A sensitive new film about the perturbed life of the late designer tells his sad story all over again.
The painful story of Lee Alexander McQueen – his fashion triumph and inner turmoil – has yet another airing. After “Savage Beauty”, the record-breaking 2011 exhibition of the British designer’s life and art at New York’s Metropolitan Museum, now comes a movie.
Produced by Ian Bonhôte and co-directed by him and Peter Ettedgui, “McQueen” was launched last week in New York at the Tribeca Film Festival and will open in British cinemas on the 8th of June. It is the most sensitive vision I have seen about a creative who never lost his rough edges, and who put his life – the bloody history of distant warriors in Scotland and childhood abuse within his family – on stage.

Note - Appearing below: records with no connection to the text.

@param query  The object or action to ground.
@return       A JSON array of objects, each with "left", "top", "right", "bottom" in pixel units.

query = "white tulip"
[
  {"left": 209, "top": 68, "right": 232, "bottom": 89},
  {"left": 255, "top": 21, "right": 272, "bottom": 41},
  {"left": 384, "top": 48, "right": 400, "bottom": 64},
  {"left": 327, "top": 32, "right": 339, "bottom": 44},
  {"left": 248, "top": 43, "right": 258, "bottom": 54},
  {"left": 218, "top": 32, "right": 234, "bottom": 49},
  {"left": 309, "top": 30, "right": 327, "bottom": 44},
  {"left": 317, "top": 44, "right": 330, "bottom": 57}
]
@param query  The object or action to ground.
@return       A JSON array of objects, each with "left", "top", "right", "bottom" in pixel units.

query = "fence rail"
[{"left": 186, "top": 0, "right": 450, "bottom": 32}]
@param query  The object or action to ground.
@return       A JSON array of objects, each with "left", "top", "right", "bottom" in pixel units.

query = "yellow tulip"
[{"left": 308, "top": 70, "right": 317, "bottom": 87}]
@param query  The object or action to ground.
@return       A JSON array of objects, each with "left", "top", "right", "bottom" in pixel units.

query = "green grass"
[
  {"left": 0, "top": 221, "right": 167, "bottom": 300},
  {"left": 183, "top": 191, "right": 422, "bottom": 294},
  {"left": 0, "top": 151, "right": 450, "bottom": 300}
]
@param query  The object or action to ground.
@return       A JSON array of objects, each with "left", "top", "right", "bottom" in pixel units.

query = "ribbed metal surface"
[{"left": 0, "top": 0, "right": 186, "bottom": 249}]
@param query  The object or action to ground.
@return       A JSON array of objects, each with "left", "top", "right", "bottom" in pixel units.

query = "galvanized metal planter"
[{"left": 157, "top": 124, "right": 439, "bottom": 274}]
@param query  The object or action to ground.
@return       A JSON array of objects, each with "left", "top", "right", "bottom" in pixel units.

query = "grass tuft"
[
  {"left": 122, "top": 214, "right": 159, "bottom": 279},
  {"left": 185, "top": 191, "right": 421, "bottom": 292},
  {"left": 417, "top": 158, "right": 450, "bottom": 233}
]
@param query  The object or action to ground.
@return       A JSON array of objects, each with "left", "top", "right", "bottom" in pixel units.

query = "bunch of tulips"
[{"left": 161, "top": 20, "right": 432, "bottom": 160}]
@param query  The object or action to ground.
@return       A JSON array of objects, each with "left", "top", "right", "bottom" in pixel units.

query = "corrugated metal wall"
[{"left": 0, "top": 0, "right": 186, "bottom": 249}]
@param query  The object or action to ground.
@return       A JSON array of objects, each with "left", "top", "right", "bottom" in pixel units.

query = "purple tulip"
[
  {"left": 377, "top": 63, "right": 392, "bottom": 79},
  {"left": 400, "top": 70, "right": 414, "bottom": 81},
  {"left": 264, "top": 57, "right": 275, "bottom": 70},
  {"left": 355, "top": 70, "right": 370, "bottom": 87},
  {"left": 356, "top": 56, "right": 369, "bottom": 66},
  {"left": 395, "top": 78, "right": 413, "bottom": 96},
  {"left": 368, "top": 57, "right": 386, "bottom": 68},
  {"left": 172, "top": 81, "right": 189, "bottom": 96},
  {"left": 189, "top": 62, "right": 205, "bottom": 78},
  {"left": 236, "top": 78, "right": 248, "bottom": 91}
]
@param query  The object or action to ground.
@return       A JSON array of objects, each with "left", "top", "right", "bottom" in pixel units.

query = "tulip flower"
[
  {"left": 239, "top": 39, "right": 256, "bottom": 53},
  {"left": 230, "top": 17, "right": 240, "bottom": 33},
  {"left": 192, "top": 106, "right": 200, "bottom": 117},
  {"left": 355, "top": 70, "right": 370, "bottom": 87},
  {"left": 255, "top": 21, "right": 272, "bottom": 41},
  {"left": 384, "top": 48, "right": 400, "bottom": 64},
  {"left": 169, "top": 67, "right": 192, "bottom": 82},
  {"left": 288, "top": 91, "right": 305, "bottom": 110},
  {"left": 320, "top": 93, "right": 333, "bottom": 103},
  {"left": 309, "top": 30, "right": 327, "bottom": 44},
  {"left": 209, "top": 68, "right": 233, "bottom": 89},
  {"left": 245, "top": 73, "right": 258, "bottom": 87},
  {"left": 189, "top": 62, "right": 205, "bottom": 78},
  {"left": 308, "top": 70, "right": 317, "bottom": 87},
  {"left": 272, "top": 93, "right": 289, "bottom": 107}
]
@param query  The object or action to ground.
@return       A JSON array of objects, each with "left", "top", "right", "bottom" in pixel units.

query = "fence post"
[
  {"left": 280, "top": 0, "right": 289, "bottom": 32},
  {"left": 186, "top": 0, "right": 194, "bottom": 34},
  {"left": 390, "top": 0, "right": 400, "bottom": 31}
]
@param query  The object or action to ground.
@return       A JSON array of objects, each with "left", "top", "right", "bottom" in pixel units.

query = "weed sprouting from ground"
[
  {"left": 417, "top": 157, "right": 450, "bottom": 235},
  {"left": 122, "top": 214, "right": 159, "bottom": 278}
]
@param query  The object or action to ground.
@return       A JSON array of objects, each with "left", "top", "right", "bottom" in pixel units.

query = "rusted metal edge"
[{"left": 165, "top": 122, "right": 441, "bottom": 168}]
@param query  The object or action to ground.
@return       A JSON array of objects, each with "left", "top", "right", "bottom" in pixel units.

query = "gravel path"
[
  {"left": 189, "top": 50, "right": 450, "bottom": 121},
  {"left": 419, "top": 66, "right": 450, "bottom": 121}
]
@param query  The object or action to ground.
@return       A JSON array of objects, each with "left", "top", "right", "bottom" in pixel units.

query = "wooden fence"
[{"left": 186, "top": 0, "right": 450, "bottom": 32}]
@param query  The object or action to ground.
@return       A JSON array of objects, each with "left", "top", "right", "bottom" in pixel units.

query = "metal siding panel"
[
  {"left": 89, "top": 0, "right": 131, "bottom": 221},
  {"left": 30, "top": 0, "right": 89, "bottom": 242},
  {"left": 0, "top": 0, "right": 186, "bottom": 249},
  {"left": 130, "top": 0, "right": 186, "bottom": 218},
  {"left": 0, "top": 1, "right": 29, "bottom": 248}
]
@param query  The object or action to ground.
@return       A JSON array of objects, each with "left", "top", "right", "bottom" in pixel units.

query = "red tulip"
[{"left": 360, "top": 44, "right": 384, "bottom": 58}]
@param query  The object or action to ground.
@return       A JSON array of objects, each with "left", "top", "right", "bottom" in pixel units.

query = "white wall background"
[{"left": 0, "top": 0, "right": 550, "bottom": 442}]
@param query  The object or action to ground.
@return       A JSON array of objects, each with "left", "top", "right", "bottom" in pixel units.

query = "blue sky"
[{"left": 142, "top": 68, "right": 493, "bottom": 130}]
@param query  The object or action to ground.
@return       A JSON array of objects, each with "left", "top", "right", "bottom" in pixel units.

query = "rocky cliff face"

Episodes of McQueen’s life, before his death by suicide in February 2010, both exhibit and explain his development as a young and bolshie creator who, in his days as an apprentice on Savile Row, stitched a vulgar motif hidden on the inside of a suit destined for Prince Charles, and who seemed to move with lightning speed from British bad boy to Creative Director of the Paris couture house of Givenchy.
There are various examples of the designer’s wild side, including collecting dead birds and offering tortuous blocks of footwear in his final and supremely beautiful collection titled “Plato’s Atlantis”. And the film, through interviews with the designer’s family, offers an insider vision – or at least their various points of view.
The “star” is Sebastian Pons, a Majorcan member of team McQueen, who gives energetic and honest descriptions of what it was like to be on fashion’s floor.
The movie is inevitably low-key about McQueen’s addiction, but high on the anguish of those who worked alongside him and watched the downward spiral.
The late Isabella Blow, the designer’s mentor and chief support – until she was pushed aside – has a major role. But in watching that relationship on screen, I started to feel the discomfort of having lived in a parallel universe to the film. When Detmar Blow, Issie’s husband, talks about his wife’s relationship with McQueen, I can think only of Issie’s anguished emails to me in the last few weeks before her suicide, and the betrayal she felt by the designer she had nurtured.
But the real elephant in the room is John Galliano. The film lacks context on what was happening in fashion in the 1990s, when the old guard of Parisian couture houses started employing the daring Young Turks from London’s Saint Martin’s School of Art and Design. Galliano was the chosen designer at Givenchy in 1995. Only when he shifted to Christian Dior was McQueen put in place.
There is a harrowing scene in the film when a desolate McQueen realizes that his neo-classical mythology did not gel with Parisian haute couture. He also felt slighted by the relatively low budget he had been given to stage Givenchy shows compared to Galliano’s extravaganzas at Dior.
Missing too are the YBAs – the Young British Artists – appearing as a group in the 1990s, with Tracy Emin and Damien Hirst as leaders of the art world. Jake and Dinos Chapman were friends with McQueen, and it is impossible to see the designer’s work – such as robotic arms showering paint on model Shalom Harlow in his Spring 1999 show – without its context in “Cool Britannia”.
A brief and passing glimpse of Sarah Burton, who has taken over brand McQueen, also underscores a missing link in the movie. As a young assistant, she joined the company straight out of college in 1997 and her absence on screen is a reminder of how much of McQueen’s life and departure is locked in noble silence.
Maybe it is time to bring to a close the re-telling of this sad story of Lee Alexander McQueen’s brilliance and burn out. After all, his clothes – gothic, savage, and frighteningly untouchable – speak louder in life than on any screen.